Entrance Hall

Entrance Hall (Photography: Andrew Midgley)

Entrance Hall (Photography: Andrew Midgley)

Salvin always built in a solid style and at Harlaxton was designing for a bachelor client, Gregory Gregory. The Entrance Hall is notable for this solidity of design, particularly the entrance doors and their brasswork by Gibbons of Wolverhampton. The door jamb is a typical Salvin design, simple but convenient.

Ancaster Quarries Receipt

Ancaster Quarries receipt dated 1839

The Manor is built in Ancaster stone from local quarries owned by Gregory Gregory. It was cheaper for him to own the quarry than to keep buying the stone.

Entrance Hall c.1937 in Violet Van der Elst's time

Entrance Hall c.1937 in Violet Van der Elst’s time

The classical fireplace with pairs of Ionic columns, thought to cover an earlier fireplace, is marble with a hardboard back panel. Dating from early 19th century, it was added by Mrs. Van der Elst in the late 1930s. This eccentric owner fitted black patterned carpet in the hall and up the staircase. It is thought she kept her husband’s ashes in an urn in the hall which got sold by mistake.

The Burmese hardwood side table in serpentine form is dated c. 1850. It has a deep pierced and leaf-carved frieze, on four cabriole legs with lion heads.

 

 

 

 

 

Gregory family shield (Photography: M. Valenzuela)

Gregory family shield (Photography: M. Valenzuela)

De Ligne shield

De Ligne family shield (Photography: M. Valenzuela)

The arch at the foot of the staircase is embellished with family shields: on the right side is the De Ligne coat of arms and on the left that of the Gregory family. The stone trophy of weapons is four feet across.

At the bottom of the stairs, on a square wooden pedestal, is a 19th century stone model of the Medici vase carved in relief with classical figures.

The stone stairs show a mixture of a French Renaissance-style staircase and an ornate Elizabethan ceiling. The emblem – the bosse, as seen on Italian shields – can be seen throughout the Manor.

The ceiling, with its star compartments and pendants, is possibly the work of Francis Bernasconi and Son, Italian plasterers based in London, who were working on Stoke Rochford Hall at the time Harlaxton Manor was being constructed.

Ascending the stairs, resting on a socle, is a plaster bust of a bearded man, dated c. 1840 (moved to storage following renovation works 2016). The carved giltwood chandelier is dated c. 1900 and of a Baroque revival style, fitted for electricity.

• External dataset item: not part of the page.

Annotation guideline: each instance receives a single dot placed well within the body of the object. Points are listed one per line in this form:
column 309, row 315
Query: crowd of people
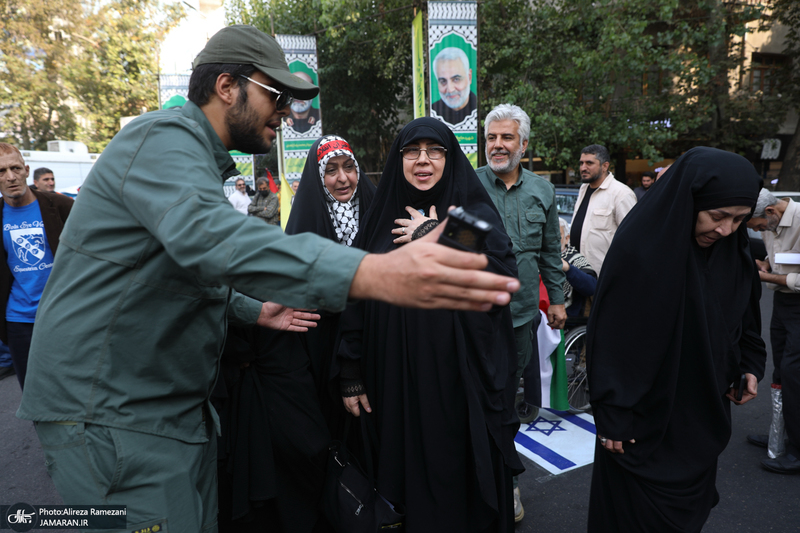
column 195, row 365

On the upper hallway, note the large late 17th century Flemish oak relief of Hercules and Samson with club and jaw bone, above the door at the top of the stairs, most likely a Gregory purchase. There are a  number of Herculean figures and imagery throughout the Manor, for example Herculean ribbon-tied clubs flank the main entrance door. This iconography depicts the concept of “Abundance Through Labour”. Perhaps an inference to harvest, the family crest being three stooks of corn, which were sacred to Ceres, the goddess of agriculture.

Detail of tooled leatherwork from State Dining Room door

Detail of tooled leatherwork from State Dining Room door. (Photography: L. Dawes)

The door to the State Dining Room is a double door to ensure soundproofing, the exterior door covered in a fine specimen of antique tooled leatherwork and varnished.